Using a combination of geophysical and archaeological methods, researchers at Kiel University are looking back to the 14th century and unearthing the history of formerly inhabited areas in the North Frisian Wadden Sea.
Back in the 14th century, what are now the island of Pellworm, the peninsula of Nordstrand and the Nordstrandischmoor Hallig (undyked islet) formed a single connected landmass criss-crossed by lots of small watercourses. There were several settlements here, including the medieval trading centre Rungholt, as well as fertile arable land. This land was gradually lost to storm surges. The beginning of the end was the devastating storm surge of January 1362. It went down in history as the “Grote Mandränke” (Old North Frisian for “Great Drowning of Men”), taking settlements and arable land with it. All we know from records passed down from this time was “that 42 parishes are said to have been lost as well as the legendary Rungholt,” explained Kiel-based archaeologist Dr Bente Sven Majchczack from the Cluster of Excellence ROOTS. “What was left of the medieval cultural landscape was swallowed up by the second “Grote Mandränke” of 1634, leaving just Pellworm and Nordstrand behind. More than 6,000 people are said to have drowned then, which was two thirds of the population there.”
As members of a larger research network, Majchczack and his colleague Dr Dennis Wilken from the working group Applied Geophysics are tracing the remains of the submerged settlements. Their objective is to understand how people lived there and how they dealt with natural disasters. The investigations form part of the research project RUNGHOLT, which is now in its second phase being funded by the German Research Foundation (DFG). Project partners are the Johannes Gutenberg University Mainz and Kiel University, the Centre for Baltic and Scandinavian Archaeology (ZBSA) and the Schleswig-Holstein State Archaeology Department (Archäologische Landesamt Schleswig-Holstein) in Schleswig.
During the first phase of the project, the researchers from Kiel and Mainz developed methods to research the remains of settlements submerged in the tidal flats and produced an initial reconstruction of settlement structures. Magnetic gradiometry is an important method for taking measurements. “At low tide we drive a vehicle fitted with six magnetic field sensors over the tidal flats and measure the earth's magnetic field close to the surface. From this we produce maps that clearly show the structures of the dykes, drainage ditches and field boundaries,” explained Dennis Wilken from the Institute of Geosciences. This study is supplemented by seismic measurements taken at high tide. Wilken explained that “In principle, this works like an echo sounder that penetrates into the sediment. We can use this to create a vertical cross-section and break down the changed soil structures. If we drill bores at points of interest, we can say exactly what we have there.” The drill cores are then taken to be analysed at Johannes Gutenberg University Mainz.

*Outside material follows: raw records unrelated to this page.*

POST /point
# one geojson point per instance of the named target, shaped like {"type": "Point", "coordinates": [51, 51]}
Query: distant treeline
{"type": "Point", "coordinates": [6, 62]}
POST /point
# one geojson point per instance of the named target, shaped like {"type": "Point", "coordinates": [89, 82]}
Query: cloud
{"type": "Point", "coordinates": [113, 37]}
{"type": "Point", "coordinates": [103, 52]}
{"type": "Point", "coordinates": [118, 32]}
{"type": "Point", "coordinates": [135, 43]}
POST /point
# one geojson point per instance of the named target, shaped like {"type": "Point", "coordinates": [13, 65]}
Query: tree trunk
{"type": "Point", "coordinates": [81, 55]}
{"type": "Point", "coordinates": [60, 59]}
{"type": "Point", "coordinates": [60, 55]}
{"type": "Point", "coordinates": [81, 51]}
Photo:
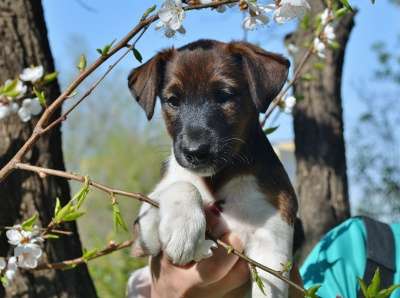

A particular challenge of this project is the work carried out which is dependent on the tides. Majchczack said that “There is always a very short time frame. When the tide is going out, first you have to get to your area of work and then you have two and a half or three hours to get the work done. And then you have to make sure you get back before the tide comes in again.” Traditional archaeological fieldwork is only possible where the finds have been excavated, he added. “Of course, the areas where this works are very limited. In 90 percent of tidal flat areas we can only make progress through geophysics and drilling bores.” This is why there has not yet been any systematic research into these submerged medieval landscapes in the tidal flats. The methods for this research had to be developed first, said the archaeologist. “We are only now getting to the settlement remains covered in sediment.”
The medieval losses are especially interesting, he said, because hardly any records have been passed down on these. “We do not know exactly how large this lost landscape was, how the settlements looked, how people farmed or, above all, what people did back then to claim and secure the landscape,” said Majchczack.
Initial findings were made in the preceding project, reported Wilken. “We were able to reconstruct where the dyke ran, how the dwelling mounds were connected to the dyke and where fields and pathways were laid out in our area of investigation. In the vertical cross-section, for example, we see that the dyke in this area was higher than the connected dwelling mound. This means that when the dyke broke, the dwelling mound, i.e. the hill on which the houses were built, flooded.”